21J – Día de la Música 2011 (Parte II)

Festival celebrado el sábado 18 y el domingo 19 de junio en el Matadero Madrid, y el martes 21 de junio en el Teatro Circo Price de Madrid.

Día de la Música 2011 (Madrid)

Domingo 19

Con un cierto buen sabor de boca, fruto de promediar el resultado de las actuaciones del día anterior, me planté nuevamente en el Matadero, esperando que la cosa, como mínimo, igualase la del sábado.

Y precisamente para igualarlo, volví a llegar por la tarde, por lo que, lamentablemente, no podré comentar los conciertos de la mañana.

Pony Bravo

Pony Bravo

Es más: llegué por los pelos a ver a Pony Bravo a un abarrotadísimo escenario UFI. Los andaluces, con su genial fusión de rock progresivo, “psicodelia”, “funky”, flamenco, “bossa nova” y “dub”, de aires tarantinianos y letras surrealistas, logró convencer sobremanera a los presentes, que respondieron con una sonadísima ovación (que, gracias a lo saturado de la sala, tampoco pudo propagarse excesivamente por el aire). Quizá, a estas alturas de la liga, habría sido conveniente darles un escenario en el patio, pero el calor de las cuatro de la tarde tampoco animaba precisamente a ello.

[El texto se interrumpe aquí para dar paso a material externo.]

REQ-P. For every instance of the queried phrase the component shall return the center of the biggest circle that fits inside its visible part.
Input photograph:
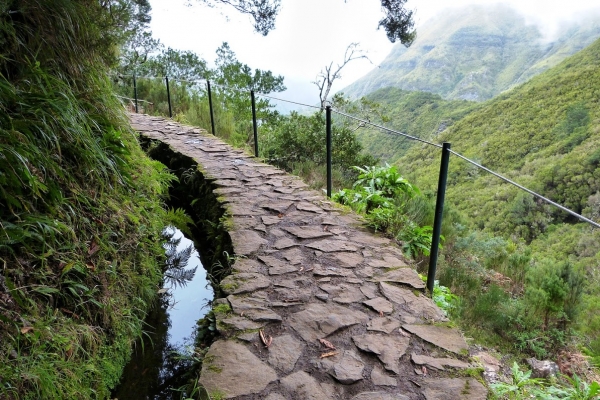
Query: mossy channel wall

Su directo, contundente: temas con más cuerpo que en los discos, en los que se nota una madurez interpretativa, donde quizá se echan en falta algunos matices musicales, pero que, en líneas generales, sobresalió por encima de la media. Para repetir.

Dum Dum Girls

Dum Dum Girls (Matadero Madrid, 18-09-2011)

Quizá uno de los mayores fiascos del festival. A lo largo de su brevísimo concierto, las norteamericanas demostraron no distanciarse, más allá de sus vestidos góticos a lo Elvira, del aluvión de grupos femeninos de la misma correa que están surgiendo en los últimos años.

Dieron un concierto impersonal y sin brillo, donde la calidad del sonido tampoco acompañó y donde, más allá de los movimientos a lo Siouxsie Sioux de la cantante, nada mereció la pena. Son monas, son góticas, pero no convencen.

Lykke Li

Lykke Li (Foto: Toni Delong - slithersmusiczine.com)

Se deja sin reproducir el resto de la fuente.